According to the report, pouring $9.1 billion into obtaining the stake in the Russian oil and gas company could lead to a substantial increase in CEFC’s Glencore-QIA Consortium debt burden. The deal is heavily (more than 50%) dependent on external borrowings, and therefore can lead to a significant increase in CEFC’s debt, according to China Chengxin Credit Rating Group.
Kommersant’s sources noted that the Chinese company has already made an initial payment for the transaction. One of the sources believes that, if China gives up the deal, it will forfeit a large sum of money to penalties, which can be equal to the down payment itself.
Meanwhile, political issues are exacerbating CEFC’s financial problems. In early March, Chinese media reports said the company’s Chairman Ye Jianming had been detained on suspicion of corruption.

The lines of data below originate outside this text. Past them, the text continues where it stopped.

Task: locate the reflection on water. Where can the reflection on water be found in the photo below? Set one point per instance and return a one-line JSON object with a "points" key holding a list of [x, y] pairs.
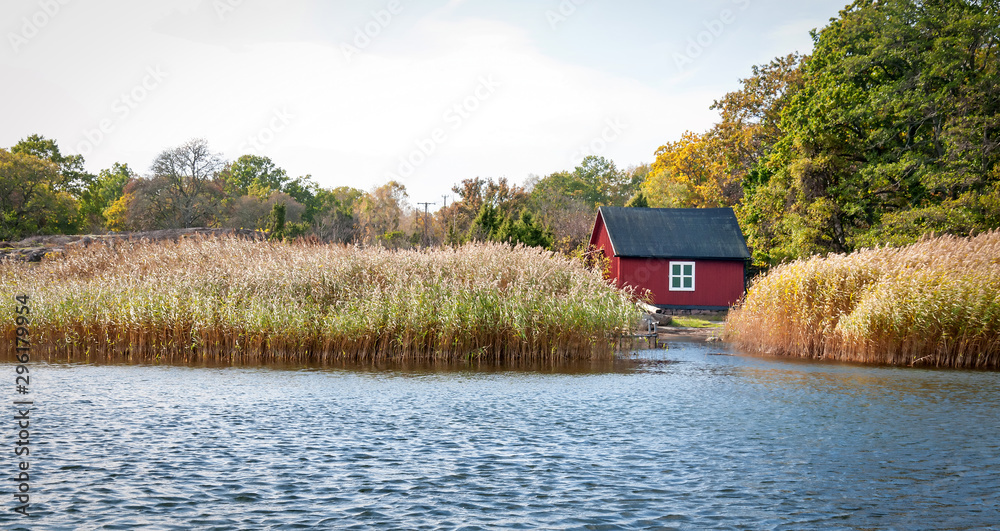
{"points": [[686, 438]]}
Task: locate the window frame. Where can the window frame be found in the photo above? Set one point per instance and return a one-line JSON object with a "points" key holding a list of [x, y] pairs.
{"points": [[682, 276]]}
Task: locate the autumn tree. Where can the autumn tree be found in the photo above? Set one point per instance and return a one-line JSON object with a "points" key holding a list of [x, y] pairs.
{"points": [[894, 132], [689, 173], [381, 212], [101, 193], [182, 191]]}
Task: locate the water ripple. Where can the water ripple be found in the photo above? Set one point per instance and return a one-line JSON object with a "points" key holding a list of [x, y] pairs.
{"points": [[684, 441]]}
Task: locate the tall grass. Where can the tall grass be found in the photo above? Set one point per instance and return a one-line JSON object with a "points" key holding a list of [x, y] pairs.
{"points": [[935, 303], [244, 301]]}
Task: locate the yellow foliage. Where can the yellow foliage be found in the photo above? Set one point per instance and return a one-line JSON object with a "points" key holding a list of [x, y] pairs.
{"points": [[688, 173]]}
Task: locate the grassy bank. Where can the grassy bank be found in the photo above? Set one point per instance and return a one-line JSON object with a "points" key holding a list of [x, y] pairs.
{"points": [[238, 300], [933, 303]]}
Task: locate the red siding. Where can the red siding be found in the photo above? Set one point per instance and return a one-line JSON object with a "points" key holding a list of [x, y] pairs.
{"points": [[600, 239], [716, 282]]}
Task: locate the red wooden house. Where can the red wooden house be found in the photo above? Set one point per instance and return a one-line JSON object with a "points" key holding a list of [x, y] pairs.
{"points": [[689, 258]]}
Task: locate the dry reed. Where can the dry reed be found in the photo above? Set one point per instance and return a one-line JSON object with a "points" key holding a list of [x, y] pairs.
{"points": [[234, 300], [935, 303]]}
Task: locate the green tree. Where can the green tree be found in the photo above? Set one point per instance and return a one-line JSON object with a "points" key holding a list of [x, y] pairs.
{"points": [[897, 116], [72, 176], [253, 172], [486, 224], [524, 229], [32, 200], [638, 201], [102, 192], [276, 222]]}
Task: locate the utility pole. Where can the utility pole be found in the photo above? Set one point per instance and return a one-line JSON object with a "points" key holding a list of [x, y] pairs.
{"points": [[425, 220]]}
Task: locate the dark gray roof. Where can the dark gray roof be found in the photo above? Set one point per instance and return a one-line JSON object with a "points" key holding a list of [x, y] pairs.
{"points": [[675, 232]]}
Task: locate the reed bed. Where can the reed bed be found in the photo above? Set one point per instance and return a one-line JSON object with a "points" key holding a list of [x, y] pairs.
{"points": [[934, 303], [235, 300]]}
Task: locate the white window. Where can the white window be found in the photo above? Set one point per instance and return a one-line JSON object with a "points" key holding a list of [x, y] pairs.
{"points": [[681, 276]]}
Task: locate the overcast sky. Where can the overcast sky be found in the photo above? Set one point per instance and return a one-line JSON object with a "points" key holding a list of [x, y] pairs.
{"points": [[427, 92]]}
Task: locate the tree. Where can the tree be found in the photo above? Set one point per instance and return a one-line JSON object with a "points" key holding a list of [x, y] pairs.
{"points": [[72, 176], [253, 172], [638, 201], [486, 224], [896, 117], [334, 219], [102, 193], [524, 229], [32, 200], [182, 192], [687, 173], [276, 222]]}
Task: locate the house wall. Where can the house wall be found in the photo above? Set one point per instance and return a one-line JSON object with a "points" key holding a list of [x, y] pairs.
{"points": [[716, 282], [600, 240]]}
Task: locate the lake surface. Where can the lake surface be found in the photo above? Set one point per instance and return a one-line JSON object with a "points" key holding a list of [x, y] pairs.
{"points": [[690, 440]]}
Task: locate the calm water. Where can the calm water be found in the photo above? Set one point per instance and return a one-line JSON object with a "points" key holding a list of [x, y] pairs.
{"points": [[694, 440]]}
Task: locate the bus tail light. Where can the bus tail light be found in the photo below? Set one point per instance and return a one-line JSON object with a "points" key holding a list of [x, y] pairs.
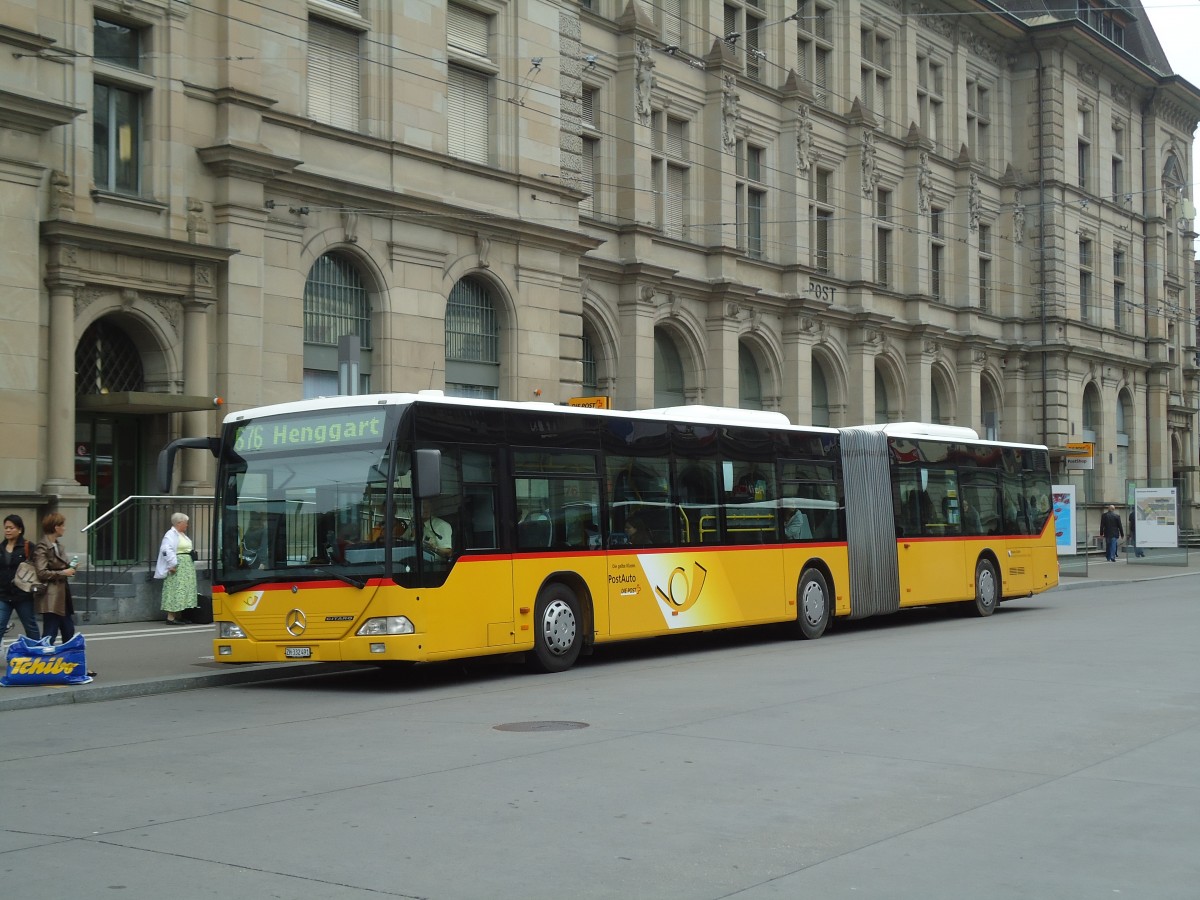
{"points": [[387, 625]]}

“It is hard to say how seriously politics is involved here. However, considering Ye Jianming’s ties with the special services, his case may be related to (President) Xi Jinping’s campaign to purge the security services, which has been going on for several years now,” said Igor Denisov, a Senior Research Fellow at the Center for East Asian and Shanghai Cooperation Organization Studies.
He stressed that the company pursued an aggressive expansion strategy in foreign markets, and “any failure can be a blow to China’s image, including the flagship One Belt, One Road initiative, which is closely associated with Xi Jinping’s name.”
For his part, Leonid Kovachich, an expert on the Chinese market, noted that CEFC began attracting loans in the so-called shadow banking system in the second half of 2017, often at very high interest rates. Taking into account the fact that the government has recently prioritized the fight against financial risks,
“CEFC’s economic adventurism could not go unnoticed,” he pointed out.